Pushing the genre to non-linear, semi-narrative structure and storytelling in The Difficulty of Crossing the Field by David Lang, offered me challenges as the stage director when this Lang piece was produced by Portland Opera in 2017. I think this was very progressive for Portland and opera audiences.
To the author,
As an artist who had the pleasure of frequently performing at Portland Opera between the years of 2010 and present, I can say without hesitation that while some of that repertoire comes from the standard canon (all opera companies who survive must draw from these titles), the inventive ways that the previous administration produced said works was always creative, inspirational, and successful. Every single season from 2006 onward included an opera that had never before been seen in Portland, from Monteverdi to Laura Kaminsky and David Lang – over 400 years of composition. And the core rep that was presented usually had imaginative and new stagings, like the controversial productions by Christopher Alden of Don Giovanni and Turandot. I strongly disagree that anything that Portland Opera has ever done is “same old same old”.
What a thorough and generous review – may this kind of commentary be the new standard for discussion of opera performance in the press. A few things you should consider however. First of all, opera is social commentary. Always has been back to it’s inception. It would be a challenge to think of an opera that isn’t in some way subversive. Thing is that it is generally paid for by the rich and often the commentary is veiled so they don’t notice. You name two operas out of thousands that fit the bill – please don’t imagine that just because this opera refers to something socially and politically pertinent from our time that it is special in this regard.

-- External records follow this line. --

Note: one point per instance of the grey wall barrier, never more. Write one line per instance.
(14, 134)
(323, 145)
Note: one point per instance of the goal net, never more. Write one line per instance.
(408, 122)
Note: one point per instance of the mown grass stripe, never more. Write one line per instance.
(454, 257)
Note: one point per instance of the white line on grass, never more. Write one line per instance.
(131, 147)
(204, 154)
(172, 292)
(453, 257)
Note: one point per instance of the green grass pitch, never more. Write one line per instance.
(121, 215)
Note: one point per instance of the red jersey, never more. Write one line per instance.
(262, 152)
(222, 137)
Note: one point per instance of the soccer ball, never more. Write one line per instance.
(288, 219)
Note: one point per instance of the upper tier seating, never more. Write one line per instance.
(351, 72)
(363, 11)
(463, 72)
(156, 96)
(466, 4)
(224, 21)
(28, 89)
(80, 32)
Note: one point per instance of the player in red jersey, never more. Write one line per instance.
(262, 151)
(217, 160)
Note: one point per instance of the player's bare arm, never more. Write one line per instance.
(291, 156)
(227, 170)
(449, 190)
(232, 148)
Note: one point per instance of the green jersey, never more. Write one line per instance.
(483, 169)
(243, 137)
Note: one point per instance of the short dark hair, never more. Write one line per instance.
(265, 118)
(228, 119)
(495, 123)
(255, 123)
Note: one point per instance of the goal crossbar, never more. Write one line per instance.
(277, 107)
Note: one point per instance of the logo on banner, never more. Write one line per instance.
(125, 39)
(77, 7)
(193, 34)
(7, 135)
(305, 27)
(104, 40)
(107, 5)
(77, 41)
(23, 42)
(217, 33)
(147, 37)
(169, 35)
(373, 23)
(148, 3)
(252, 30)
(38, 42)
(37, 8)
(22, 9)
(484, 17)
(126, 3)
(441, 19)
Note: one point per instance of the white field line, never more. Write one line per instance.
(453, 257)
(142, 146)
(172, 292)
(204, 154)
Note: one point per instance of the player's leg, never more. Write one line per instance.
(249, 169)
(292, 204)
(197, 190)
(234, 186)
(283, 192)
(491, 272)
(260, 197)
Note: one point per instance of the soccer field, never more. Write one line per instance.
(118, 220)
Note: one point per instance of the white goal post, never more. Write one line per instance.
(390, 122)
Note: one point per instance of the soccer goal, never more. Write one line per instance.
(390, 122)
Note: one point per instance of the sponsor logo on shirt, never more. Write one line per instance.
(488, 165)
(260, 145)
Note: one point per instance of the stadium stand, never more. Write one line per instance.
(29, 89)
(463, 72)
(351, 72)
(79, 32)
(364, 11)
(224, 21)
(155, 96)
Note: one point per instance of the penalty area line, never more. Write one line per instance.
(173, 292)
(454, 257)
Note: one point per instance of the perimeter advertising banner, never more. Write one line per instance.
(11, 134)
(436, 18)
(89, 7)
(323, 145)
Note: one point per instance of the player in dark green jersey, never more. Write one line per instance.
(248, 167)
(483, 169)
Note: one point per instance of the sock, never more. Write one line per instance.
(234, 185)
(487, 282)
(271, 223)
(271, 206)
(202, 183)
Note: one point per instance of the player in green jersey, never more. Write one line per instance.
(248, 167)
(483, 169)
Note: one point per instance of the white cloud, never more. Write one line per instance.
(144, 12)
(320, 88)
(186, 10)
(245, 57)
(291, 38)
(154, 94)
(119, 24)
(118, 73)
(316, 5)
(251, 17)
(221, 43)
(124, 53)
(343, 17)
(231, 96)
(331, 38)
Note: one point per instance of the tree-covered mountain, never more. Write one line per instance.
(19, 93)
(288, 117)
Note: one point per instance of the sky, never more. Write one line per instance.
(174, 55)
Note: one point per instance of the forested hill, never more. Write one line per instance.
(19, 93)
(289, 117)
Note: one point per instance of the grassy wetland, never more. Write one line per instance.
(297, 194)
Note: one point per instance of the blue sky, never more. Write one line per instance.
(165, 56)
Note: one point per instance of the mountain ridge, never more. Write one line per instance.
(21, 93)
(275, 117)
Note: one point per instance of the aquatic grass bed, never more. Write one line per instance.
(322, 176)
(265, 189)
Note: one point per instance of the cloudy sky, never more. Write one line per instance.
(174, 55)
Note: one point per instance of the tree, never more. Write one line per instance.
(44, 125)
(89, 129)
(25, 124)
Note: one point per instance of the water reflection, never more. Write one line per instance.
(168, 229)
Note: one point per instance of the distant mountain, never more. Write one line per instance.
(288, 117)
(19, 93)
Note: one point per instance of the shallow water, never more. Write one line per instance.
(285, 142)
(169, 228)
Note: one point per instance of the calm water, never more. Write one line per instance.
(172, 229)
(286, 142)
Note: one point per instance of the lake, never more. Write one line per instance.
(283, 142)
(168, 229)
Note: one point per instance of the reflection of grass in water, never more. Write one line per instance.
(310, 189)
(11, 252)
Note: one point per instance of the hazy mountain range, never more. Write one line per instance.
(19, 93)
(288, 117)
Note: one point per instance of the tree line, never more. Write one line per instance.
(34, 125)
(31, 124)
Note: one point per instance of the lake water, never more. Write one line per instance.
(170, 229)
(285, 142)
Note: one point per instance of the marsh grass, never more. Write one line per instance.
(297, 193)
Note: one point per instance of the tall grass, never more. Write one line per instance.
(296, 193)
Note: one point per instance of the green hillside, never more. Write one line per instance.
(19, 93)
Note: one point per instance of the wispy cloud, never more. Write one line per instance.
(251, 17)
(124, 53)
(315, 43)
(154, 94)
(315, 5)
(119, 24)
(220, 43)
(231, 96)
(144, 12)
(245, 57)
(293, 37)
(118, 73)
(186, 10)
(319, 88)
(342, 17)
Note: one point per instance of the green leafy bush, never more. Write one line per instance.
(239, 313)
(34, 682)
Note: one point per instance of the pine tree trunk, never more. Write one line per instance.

And I am not sure what shows you have seen that Portland Opera produced but your description of what they have produced in the past is just plain wrong. It mars an otherwise intelligent review. They have produced large and small scale contemporary opera, opera from the 17th-21st century in both traditional and contemporary, occasionally controversial production styles. It would be a shame for people to get the impression that all they have done is dreary dusty old warhorses and now suddenly are producing vital music theater. It is something they have been doing for decades, and very well.